Fact sheet: Nutritional benefits of pulses

FAO has developed a series of fact sheets covering the key messages of the International Year of Pulses. These documents provide an in-depth look at how pulses can help to improve health, nutrition, biodiversity, food security and climate change adaptation.

Malnutrition is a result of eating too little, too much or eating an unbalanced diet that does not contain the right quantity and quality of nutrients to be healthy.  Malnutrition is one of the most important contributors to many types of illnesses and in some cases can lead to death. One of the key messages that FAO aims to highlight during the International Year of Pulses is the nutritional benefits of pulses, encouraging a paradigm shift toward including more of this nutritional powerhouse in diets all over the world.
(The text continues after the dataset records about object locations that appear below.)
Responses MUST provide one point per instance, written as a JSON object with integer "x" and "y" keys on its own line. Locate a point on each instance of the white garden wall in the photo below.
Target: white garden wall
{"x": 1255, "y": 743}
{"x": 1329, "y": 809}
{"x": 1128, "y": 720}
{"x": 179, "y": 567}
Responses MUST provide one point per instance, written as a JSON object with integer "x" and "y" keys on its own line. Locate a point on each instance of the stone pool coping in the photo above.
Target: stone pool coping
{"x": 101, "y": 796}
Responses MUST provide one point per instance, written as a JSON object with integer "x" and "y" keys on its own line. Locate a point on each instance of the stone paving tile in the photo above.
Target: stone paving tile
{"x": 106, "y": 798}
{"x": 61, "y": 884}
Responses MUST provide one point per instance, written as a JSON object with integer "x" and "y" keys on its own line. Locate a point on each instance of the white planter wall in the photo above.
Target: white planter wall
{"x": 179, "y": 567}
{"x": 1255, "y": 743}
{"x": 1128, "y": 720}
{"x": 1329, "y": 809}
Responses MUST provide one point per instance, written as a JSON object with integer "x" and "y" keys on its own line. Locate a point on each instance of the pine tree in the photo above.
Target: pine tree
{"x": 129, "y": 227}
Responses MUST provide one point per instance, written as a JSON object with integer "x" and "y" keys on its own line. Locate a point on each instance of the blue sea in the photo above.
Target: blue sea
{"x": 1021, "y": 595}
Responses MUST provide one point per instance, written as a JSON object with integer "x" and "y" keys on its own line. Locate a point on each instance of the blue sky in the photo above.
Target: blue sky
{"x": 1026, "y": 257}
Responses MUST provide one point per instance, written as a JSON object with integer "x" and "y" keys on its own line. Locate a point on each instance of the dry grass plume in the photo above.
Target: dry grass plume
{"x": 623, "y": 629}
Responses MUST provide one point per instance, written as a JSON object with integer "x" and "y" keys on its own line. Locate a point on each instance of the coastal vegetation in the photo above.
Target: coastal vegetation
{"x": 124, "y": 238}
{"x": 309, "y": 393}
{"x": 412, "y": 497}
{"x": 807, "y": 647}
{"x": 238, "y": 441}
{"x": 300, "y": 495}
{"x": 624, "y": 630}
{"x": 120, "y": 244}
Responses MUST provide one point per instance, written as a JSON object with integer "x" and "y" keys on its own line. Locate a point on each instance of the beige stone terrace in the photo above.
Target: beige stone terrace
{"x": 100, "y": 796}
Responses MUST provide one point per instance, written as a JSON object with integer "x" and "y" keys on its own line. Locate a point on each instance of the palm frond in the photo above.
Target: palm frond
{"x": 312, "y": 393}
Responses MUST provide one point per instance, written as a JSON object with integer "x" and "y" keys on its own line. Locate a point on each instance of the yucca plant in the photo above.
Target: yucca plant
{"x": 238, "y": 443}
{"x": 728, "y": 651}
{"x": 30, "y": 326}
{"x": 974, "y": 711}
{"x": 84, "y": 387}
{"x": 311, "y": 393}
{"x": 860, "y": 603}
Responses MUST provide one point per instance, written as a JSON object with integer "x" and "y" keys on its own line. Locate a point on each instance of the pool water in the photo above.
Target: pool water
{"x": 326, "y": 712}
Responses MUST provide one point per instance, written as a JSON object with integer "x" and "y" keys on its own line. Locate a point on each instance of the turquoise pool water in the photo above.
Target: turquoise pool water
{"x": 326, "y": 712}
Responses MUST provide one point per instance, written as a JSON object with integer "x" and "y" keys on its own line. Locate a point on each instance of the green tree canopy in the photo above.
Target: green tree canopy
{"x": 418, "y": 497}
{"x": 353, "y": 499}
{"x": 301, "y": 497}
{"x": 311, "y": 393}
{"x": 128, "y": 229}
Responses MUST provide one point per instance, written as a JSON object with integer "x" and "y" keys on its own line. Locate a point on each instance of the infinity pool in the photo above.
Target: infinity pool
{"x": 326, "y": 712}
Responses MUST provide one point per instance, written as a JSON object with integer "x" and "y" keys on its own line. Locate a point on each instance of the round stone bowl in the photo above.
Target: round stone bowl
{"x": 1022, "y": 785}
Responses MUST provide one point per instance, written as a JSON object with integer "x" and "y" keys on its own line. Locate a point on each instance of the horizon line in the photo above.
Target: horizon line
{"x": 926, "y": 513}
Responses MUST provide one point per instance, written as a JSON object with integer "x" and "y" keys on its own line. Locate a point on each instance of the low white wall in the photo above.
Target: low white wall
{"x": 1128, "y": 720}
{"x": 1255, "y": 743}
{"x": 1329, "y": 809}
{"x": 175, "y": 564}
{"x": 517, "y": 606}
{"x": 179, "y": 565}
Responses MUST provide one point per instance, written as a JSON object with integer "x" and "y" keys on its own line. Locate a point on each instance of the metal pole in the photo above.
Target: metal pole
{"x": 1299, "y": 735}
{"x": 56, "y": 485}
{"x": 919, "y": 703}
A source of vital nutrients

Pulses typically contain about twice the amount of protein found in whole grain cereals. When combined with food high in vitamin C, pulses’ high iron content makes them a potent food for replenishing iron stores, particularly for women at reproductive age, who are more at risk for iron deficiency anaemia. Pulses are also good sources of vitamins, such as folate, which reduces the risk of neural tube defects (NTDs) like spina bifida in newborn babies. With a low glycemic index, low fat and high fibre content, pulses are suitable for people with diabetes.

Getting the most from pulses

When other foods are combined with pulses, the nutritional value of pulses is further enhanced, as other foods help to ensure that the body is able to better absorb all the nutrients found in pulses. For example, eating pulses with cereals creates a complete protein, containing amino acids that the body cannot produce itself. Complete proteins are essential for healthy diets, and this is why pulse-cereal combinations like beans and rice are popular in many countries. Similarly, eating pulses with vitamin C rich foods increases the body’s ability to absorb iron. A good example is to sprinkle some lemon juice on lentil curry.